While playing little league, I once received some sage advice my father. I had just made the last out of the game by striking out with the tying run on third. Down and dejected, my dad patted my head and said “Son, there are no losers. Everyone is a winner for just going out there and giving it their best.”

As a solitary tear rolled down my check, I looked up to him and replied “Really?”

No! I’m just kidding. There are losers. And today you are one of them. But the world needs losers so we know who the winners are.”

I am taking that great (and psychology scaring) advice to heart this year with my annual NFL football picks.

Everyone is so focused on picking the winners, but not me. This year I am going to shine a well deserved light on those underappreciated (yet significantly well paid) participants in every football game, the losing team.

Let those other so called experts give you the lock solid winner. Not me. This year, I will be giving you all the losing teams each week. Take that Berman and the dead ferret under your nose.

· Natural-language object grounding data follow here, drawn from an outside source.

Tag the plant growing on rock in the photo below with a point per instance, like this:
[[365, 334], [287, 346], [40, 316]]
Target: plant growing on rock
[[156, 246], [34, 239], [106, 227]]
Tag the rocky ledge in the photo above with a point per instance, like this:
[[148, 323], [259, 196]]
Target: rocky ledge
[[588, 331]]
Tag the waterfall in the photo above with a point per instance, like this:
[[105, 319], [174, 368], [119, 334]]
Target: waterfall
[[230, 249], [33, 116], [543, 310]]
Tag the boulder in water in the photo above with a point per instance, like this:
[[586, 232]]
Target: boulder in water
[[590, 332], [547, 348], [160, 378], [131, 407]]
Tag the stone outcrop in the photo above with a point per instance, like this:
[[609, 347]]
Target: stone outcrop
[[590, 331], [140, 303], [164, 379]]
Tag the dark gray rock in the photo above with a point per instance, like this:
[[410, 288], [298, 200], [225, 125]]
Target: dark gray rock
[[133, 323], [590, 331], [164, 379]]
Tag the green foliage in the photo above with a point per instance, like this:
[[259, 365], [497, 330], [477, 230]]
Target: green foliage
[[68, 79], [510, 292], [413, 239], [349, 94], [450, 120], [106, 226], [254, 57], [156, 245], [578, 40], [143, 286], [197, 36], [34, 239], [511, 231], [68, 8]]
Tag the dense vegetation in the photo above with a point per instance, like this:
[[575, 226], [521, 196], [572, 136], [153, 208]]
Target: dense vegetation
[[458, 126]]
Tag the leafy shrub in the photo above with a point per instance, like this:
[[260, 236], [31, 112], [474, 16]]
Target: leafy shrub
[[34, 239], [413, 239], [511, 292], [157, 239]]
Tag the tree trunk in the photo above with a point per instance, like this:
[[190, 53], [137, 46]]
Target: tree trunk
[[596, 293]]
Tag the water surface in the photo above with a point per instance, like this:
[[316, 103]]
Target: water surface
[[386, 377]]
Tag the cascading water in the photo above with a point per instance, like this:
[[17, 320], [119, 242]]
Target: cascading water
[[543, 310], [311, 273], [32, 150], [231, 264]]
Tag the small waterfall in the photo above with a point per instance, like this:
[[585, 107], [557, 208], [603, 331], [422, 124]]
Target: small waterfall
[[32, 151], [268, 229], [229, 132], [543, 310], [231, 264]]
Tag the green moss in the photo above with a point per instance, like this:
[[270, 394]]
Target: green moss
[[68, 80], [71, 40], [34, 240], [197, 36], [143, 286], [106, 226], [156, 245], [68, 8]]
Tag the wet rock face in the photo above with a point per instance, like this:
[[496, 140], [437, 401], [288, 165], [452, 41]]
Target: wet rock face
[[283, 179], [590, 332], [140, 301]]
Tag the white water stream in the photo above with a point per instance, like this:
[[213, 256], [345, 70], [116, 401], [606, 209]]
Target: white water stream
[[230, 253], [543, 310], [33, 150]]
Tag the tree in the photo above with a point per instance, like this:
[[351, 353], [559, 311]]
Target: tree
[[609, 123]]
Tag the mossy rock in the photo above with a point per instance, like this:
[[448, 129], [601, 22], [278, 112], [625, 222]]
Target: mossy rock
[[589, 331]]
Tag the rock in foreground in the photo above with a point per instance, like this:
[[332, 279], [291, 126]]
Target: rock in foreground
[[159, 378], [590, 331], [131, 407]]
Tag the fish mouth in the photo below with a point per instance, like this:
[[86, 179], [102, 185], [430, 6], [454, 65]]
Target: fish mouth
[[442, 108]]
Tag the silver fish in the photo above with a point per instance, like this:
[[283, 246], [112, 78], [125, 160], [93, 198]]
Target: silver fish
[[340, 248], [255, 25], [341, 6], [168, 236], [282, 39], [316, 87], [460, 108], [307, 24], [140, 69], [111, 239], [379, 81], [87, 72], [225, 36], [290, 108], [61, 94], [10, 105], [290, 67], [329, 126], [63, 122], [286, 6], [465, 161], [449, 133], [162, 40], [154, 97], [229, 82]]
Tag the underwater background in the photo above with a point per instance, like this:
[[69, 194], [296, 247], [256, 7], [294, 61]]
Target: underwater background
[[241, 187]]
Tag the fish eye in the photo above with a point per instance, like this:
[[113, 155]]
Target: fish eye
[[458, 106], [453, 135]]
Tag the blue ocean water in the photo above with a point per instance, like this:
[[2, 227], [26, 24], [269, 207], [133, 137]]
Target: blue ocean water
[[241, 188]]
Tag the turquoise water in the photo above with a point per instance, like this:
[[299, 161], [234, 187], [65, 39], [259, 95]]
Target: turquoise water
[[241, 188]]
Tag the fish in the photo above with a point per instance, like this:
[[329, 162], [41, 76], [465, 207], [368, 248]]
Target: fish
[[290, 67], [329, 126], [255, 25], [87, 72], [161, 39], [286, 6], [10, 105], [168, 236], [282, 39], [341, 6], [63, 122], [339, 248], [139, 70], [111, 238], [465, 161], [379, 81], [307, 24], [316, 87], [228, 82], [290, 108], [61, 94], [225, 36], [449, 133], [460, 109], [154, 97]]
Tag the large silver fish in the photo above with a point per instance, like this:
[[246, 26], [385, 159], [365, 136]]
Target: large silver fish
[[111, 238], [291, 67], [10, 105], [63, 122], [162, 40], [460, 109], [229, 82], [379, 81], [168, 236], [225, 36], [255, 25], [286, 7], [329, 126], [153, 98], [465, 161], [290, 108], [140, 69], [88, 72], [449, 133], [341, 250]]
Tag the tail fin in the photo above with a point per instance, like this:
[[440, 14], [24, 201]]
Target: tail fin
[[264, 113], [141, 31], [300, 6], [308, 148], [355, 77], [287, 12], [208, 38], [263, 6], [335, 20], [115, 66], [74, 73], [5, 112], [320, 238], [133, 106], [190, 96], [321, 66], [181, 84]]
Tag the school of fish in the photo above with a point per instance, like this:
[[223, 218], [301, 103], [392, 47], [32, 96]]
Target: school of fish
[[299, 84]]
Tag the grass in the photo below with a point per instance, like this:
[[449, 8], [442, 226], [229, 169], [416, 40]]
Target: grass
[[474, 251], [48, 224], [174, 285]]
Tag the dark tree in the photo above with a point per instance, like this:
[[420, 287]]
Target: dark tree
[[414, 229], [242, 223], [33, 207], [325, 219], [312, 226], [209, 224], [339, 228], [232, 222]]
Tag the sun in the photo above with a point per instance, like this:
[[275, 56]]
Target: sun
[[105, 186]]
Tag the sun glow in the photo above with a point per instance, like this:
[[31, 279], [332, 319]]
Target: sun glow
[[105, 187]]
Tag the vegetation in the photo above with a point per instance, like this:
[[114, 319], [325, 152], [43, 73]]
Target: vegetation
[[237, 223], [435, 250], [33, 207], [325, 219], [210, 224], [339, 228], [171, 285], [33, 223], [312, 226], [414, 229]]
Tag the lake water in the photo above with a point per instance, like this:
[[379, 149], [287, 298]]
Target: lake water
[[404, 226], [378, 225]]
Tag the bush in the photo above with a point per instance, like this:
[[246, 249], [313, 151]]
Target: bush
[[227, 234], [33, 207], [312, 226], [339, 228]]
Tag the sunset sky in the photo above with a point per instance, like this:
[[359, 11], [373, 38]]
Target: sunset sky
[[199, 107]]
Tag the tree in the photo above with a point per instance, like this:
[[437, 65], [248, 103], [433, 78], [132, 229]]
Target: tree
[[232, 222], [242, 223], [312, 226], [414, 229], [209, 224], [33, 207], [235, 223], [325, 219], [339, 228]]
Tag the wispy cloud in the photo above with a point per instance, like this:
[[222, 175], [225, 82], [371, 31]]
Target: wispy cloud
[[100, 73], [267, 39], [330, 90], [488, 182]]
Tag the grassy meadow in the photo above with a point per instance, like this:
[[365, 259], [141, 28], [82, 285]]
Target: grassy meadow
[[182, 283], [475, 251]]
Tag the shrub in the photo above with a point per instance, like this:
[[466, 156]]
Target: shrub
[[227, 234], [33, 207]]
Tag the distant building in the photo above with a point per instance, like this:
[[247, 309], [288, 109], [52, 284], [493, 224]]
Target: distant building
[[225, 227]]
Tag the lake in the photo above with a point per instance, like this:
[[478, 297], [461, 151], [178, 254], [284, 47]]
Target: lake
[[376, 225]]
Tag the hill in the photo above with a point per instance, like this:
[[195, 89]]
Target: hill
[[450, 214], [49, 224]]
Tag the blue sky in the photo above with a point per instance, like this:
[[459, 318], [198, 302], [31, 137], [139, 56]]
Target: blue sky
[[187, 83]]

This season's very first loser! The Minnesota Vikings. Give Favre and the Vikings the 4 points and all the lubricant shots they can handle. It still will not be enough to overcome a crowd still drunk from the last Super Bowl. I don’t mean drunk on excitement, I literally mean their collective BAC is still at .21.

Now, let's get this football season started! The Vegas economy needs all the help those losing football parlay bets can give it!